In 1997 Pell stole a confidential Elton John document, which he put on her website. She was sued and Pell came to her pseudo-rescue. She was repelled by him but, after we married, Pell reacted as if I had stolen his fairytale. He sought revenge by a malicious but ingenious campaign to destabilise our marriage. We were subjected to years of hate mail, anonymous phone calls, fake faxes, poison pen letters, phoney emails, computer viruses... It some ways it was pathetic and ridiculous – my wife even complained to Pell’s lawyer about the spiteful banality of what he was up to – but, of course, this vicious, albeit childish, vendetta went to the heart of the man.

It culminated in an 18-inch long rat being put into our flat, through our open letterbox just before Christmas 2004. I spent the whole of Christmas stalking it.

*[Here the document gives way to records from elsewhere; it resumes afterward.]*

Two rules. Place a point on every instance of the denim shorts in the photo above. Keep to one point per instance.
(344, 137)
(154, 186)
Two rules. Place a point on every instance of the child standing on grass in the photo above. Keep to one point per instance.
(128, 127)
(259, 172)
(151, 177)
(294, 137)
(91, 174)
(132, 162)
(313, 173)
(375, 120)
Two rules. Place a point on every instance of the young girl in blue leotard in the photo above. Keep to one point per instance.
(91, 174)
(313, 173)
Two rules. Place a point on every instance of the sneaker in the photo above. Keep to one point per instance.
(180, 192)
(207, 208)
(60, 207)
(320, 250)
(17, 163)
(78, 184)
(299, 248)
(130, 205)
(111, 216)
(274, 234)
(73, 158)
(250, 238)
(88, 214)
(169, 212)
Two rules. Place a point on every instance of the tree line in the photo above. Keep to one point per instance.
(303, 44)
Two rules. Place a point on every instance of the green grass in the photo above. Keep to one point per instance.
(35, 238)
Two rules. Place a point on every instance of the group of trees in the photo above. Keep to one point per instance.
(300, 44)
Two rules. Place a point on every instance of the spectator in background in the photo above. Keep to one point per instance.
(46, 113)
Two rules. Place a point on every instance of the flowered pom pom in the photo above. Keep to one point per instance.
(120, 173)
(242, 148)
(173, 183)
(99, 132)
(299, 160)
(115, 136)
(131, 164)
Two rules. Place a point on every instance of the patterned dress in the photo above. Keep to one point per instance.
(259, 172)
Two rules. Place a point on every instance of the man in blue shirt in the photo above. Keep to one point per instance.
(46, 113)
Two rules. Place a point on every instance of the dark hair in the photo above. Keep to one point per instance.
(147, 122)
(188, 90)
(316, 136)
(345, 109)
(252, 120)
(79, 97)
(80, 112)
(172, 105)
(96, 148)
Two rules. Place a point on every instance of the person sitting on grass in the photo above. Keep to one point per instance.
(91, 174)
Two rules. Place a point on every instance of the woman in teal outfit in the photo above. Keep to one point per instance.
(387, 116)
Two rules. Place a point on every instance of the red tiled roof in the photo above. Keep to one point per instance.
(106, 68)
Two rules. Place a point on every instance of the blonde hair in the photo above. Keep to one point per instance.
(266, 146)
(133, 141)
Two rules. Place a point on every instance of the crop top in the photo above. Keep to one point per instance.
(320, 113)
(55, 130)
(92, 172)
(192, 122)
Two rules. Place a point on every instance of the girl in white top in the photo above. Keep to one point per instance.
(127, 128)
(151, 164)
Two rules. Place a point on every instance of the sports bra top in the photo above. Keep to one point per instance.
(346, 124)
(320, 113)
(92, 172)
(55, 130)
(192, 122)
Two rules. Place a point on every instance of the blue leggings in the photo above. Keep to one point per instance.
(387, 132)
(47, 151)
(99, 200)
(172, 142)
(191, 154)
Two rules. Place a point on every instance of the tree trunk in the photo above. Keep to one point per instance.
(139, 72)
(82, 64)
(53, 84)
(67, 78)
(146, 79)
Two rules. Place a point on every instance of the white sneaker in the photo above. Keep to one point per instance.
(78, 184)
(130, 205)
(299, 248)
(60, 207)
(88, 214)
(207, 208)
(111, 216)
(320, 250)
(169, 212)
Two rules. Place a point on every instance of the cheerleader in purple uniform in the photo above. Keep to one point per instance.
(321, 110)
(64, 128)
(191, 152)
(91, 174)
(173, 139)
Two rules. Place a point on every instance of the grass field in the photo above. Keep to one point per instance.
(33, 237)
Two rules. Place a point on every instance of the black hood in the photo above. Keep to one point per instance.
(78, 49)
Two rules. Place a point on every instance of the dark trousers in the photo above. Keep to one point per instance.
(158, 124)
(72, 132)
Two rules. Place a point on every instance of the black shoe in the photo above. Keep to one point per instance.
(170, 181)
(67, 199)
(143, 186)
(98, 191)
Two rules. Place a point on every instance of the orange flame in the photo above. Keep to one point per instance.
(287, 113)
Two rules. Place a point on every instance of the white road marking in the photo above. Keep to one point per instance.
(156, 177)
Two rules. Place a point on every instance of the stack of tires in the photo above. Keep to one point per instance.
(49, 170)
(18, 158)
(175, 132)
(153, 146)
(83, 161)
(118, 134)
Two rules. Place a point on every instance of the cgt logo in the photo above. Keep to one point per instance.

Yet, the couple of times I cornered it, the rat held my eyes almost reproaching me for hunting it down. It was odd. Nonetheless, I still thought it was a wild rat that had somehow got into the flat through some crevice or duct in the heating. I even spent an hour on the phone on Christmas morning talking to some pest control adviser (who was on duty!) in Manchester about what to do.

Then, on Boxing Day, I flushed the rat out and clubbed it to death with a wooden pole. As I looked at it still twitching on the floor, I felt sorry for having killed it, then I noticed that it was well-fed, its light-brow fur sleek and unmatted... It dawned on me that this was a pet rat, not a wild one. But I still didn’t make the connection until, like in the movies, the rat’s features slowly dissolved into Pell’s face.
It was Artnik’s Christmas present for publishing The Fleet Street Sewer Rat.